The word "ingredient" is not specifically defined in the tariff schedule. A tariff term that is not defined in the HTSUS or in the EN's is construed in accordance with its common and commercial meaning. Nippon Kogaku (USA) Inc. v. United States, 69 CCPA 89, 673 F.2d 380 (1982). Common and commercial meaning may be determined by consulting dictionaries, lexicons, scientific authorities and other reliable sources. C.J. Tower & Sons v. United States, 69 CCPA 128, 673 F.2d 1268 (1982). According to Webster's Ninth New Collegiate Dictionary (1991), the term "ingredient" is defined as "something that enters into a compound or is a component part of any combination or mixture." (Emphasis supplied). The toppings and the "untopped" donuts, pastries, or cakes are components combined to make finished goods. Therefore, we find that the toppings are capable of being combined with additional ingredients, to wit, donuts, pastries, or cakes.

Accordingly, we find that the toppings are subject to Additional U.S. Note 2. Therefore, Additional U.S. Note 3 (and its exceptions) do not apply to the products at issue.

You also argue that the holding in Wilsey Foods, Inc., v. United States, Slip Op. 94-46 (Ct. Int'l Trade, decided March 16, 1994), should apply, here. We disagree. In Wilsey, the court addressed the tariff classification of products used to coat confections and/or pastries that contained between 39-45 percent sugar, products to which chapter 17 Additional U.S. Note 2 could not have applied. The Wilsey case is thus inapplicable because all of the toppings at issue here contain more than 65 percent sugar. With respect to the Customs rulings you cite, we note that HQ 956246 (July 24, 1994) and HQ 956100 (February 7, 1995) also pertain to articles containing less than 65 percent sugar. Additionally, we note that the rulings cited that were issued prior to 1995 have been modified by operation of law, when Section IV Additional U.S. Note 2 and chapter 17 Additional U.S. Notes 2 and 3 were adopted in 1995. Lastly, with respect to NY 813028 (August 9, 1995), the ruling (pertaining to sugar flowers) did not indicate how the goods would be packaged when imported, that is, for the "ultimate consumer" or in bulk. We will further examine NY 8l3028 and modify or clarify it, as appropriate.

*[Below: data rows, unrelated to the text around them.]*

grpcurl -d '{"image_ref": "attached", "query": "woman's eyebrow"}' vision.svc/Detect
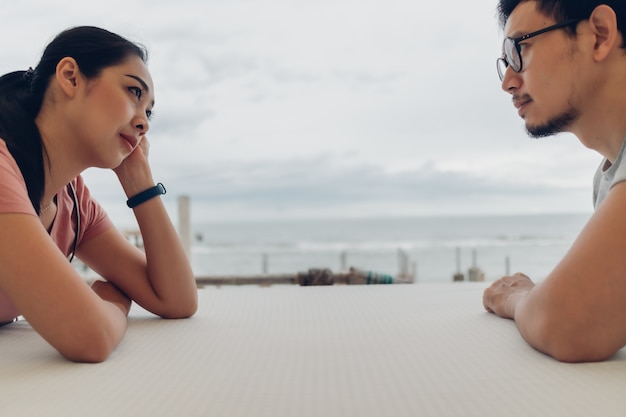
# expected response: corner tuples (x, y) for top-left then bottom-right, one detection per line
(126, 74), (154, 106)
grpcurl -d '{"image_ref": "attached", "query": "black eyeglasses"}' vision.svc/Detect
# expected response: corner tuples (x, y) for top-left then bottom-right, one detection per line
(496, 19), (580, 81)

The instant white dipping icing and donut glaze toppings are similar to the bakers' wares ruled upon in NY A89108, dated November 14, 1996. There, Customs classified toppings, containing 80 percent sugar, in subheading 2106.90.9400, HTSUS. Likewise, the white dipping icing and donut glaze, here, are classifiable in subheading 2106.90.9400, HTSUS. Following the same classification analysis as for the white dipping icing and donut glaze, the chocolate dipping icing, containing 5.3 percent cocoa, is classifiable in subheading 1806.20.7300, HTSUS.

We have coordinated our efforts with the Foreign Agricultural Service of the Department of Agriculture. In a letter dated March 17, 1998, that office expressed agreement with the findings set forth in this ruling.

HOLDING:

The white dipping icing and donut glaze are classifiable in subheading 2106.90.9400, HTSUS, the provision for "Food preparations not elsewhere specified or included: Other: Other: Other: Other: Other: Articles containing over 65 percent by dry weight of sugar described in Additional U.S. Note 2 to chapter 17: Other, dutiable at the general column one rate of 30.5 cents per kilogram, plus 9 percent ad valorem.

The chocolate dipping icing is classifiable in subheading 1806.20.7300, HTSUS, the provision for "Chocolate and other food preparations containing cocoa: Other preparations in blocks, slabs or bars, weighing more than 2 kg or in liquid, paste, powder, granular or other bulk form in containers or immediate packings, of a content exceeding 2 kg: Other: Containing more than 65 percent by weight of sugar: Other: Articles containing over 65 percent by dry weight of sugar described in Additional U.S. Note 2 to chapter 17: Other, dutiable at the general column one rate of 32.3 cents per kilogram, plus 9 percent ad valorem.